According to the document, 55.8 per cent of those working beyond the age of 65 said they were “not ready” to stop.
A total of 13 per cent said they needed to keep working to pay for essential items and 6 per cent said they needed to boost their pension pots.
Brian Sloan, chief executive of Age Scotland, said: “It’s worrying that an increasing number of older Scots feel they have to continue working due to money concerns.
“Our research suggests that this is a growing problem, with 43 per cent of those aged 40 to 64 saying they won’t be able to afford to retire at 65. There’s a clear need for more guidance to help people plan ahead for their working life and retirement.”
A total of 2,618,100 people aged 16 years and over were in employment in Scotland in 2017 – the highest level on record.
The figures showed the overall employment rate for 2017 was 74.3 per cent – the highest ever, but lower than the UK rate of 74.7 per cent for last year. Full-time employment reached a new record level in Scotland with 1,910,600 people in that category.

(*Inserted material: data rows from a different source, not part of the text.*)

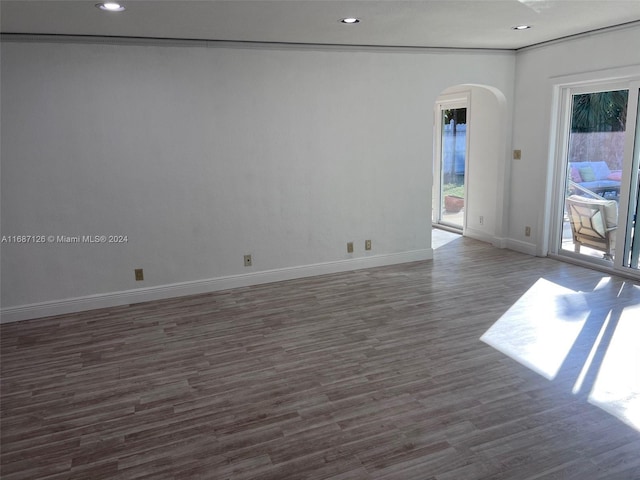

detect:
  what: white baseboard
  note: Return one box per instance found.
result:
[464,228,497,247]
[492,236,508,249]
[505,238,537,256]
[0,249,433,323]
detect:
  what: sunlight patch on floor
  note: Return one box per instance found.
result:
[432,228,461,249]
[572,310,612,395]
[481,277,640,432]
[480,278,590,380]
[589,303,640,431]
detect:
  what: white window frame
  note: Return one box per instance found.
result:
[547,69,640,279]
[433,92,471,233]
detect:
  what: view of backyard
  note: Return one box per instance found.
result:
[561,89,636,266]
[437,108,466,228]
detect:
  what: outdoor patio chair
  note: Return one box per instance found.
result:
[565,194,618,259]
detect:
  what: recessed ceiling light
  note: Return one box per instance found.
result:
[340,17,360,24]
[96,2,125,12]
[512,25,531,30]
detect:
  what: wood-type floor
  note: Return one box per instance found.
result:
[2,232,640,479]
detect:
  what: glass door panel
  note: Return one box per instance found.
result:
[438,107,467,230]
[560,89,628,264]
[620,88,640,271]
[555,81,640,277]
[624,185,639,269]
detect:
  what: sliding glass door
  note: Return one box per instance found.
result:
[555,81,640,276]
[620,91,640,270]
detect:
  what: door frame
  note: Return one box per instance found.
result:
[617,81,640,271]
[547,72,640,278]
[433,92,471,233]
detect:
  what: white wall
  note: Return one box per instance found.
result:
[0,39,514,320]
[509,24,640,256]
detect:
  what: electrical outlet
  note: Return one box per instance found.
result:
[365,240,372,251]
[135,268,144,281]
[525,226,531,237]
[479,216,484,225]
[244,254,252,267]
[347,242,354,253]
[513,149,522,160]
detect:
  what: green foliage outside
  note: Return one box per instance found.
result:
[443,183,464,198]
[571,90,628,133]
[443,108,467,125]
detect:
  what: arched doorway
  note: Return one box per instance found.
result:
[432,84,509,247]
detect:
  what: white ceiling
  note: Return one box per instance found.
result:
[2,0,640,50]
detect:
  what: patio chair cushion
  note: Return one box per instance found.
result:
[578,166,596,182]
[570,167,582,182]
[589,161,613,180]
[568,161,620,194]
[566,195,618,228]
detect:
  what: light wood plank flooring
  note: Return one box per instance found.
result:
[2,233,639,479]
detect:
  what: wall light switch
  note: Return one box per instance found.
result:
[513,149,522,160]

A total of 322,900 Scots were self-employed in 2017, close to the highest-ever level since the research began, with an increasing number of women opting to be their own boss.

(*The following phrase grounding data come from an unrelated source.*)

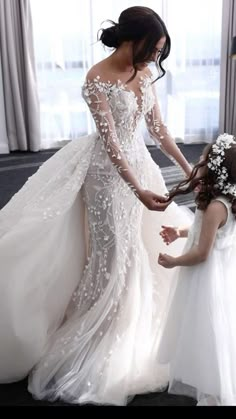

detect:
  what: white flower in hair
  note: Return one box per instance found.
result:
[216,133,235,147]
[222,183,236,197]
[207,133,236,197]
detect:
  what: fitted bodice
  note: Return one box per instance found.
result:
[82,75,155,147]
[81,75,161,184]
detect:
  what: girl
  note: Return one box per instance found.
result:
[158,133,236,406]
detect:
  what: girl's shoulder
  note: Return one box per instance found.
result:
[196,199,228,228]
[213,195,231,210]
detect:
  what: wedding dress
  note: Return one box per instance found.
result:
[0,73,192,405]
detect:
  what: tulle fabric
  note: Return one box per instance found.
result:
[0,134,193,404]
[158,199,236,406]
[27,138,192,405]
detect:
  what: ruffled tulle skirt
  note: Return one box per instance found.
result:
[158,239,236,406]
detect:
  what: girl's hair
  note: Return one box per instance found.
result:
[168,141,236,217]
[98,6,170,83]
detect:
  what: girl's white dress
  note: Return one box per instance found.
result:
[0,75,192,405]
[158,196,236,406]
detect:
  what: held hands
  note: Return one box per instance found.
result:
[160,225,180,245]
[138,189,171,212]
[158,253,176,269]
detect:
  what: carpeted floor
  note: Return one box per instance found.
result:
[0,143,205,406]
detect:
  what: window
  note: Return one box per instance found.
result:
[30,0,223,147]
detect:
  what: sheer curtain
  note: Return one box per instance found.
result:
[30,0,93,149]
[0,53,8,154]
[165,0,222,144]
[30,0,222,148]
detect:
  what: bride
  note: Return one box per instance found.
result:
[0,6,192,405]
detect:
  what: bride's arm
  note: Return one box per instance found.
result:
[82,73,169,211]
[144,75,192,177]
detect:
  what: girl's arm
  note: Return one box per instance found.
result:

There were an increasing number of Scots classed as being “economically inactive” – meaning they are not in work but are not looking for a job – a group that includes many students and people with caring responsibilities.
There were 768,900 people in this category in 2017, an increase of 15,100 since 2007. Scotland’s rate of economic inactivity was also higher than the UK at 22.5 per cent compared to 21.8 per cent.
The figures also showed lower employment rates for Scots who are either disabled or part of a minority ethnic population.
The proportion of able-bodied people in work was 81.2 per cent compared to a total of 45.4 per cent for the disabled.
Labour economy spokeswoman Jackie Baillie said: “The fact is in SNP Scotland nearly half a million Scots are paid less than a living wage and almost a quarter of a million are trapped in precarious work.”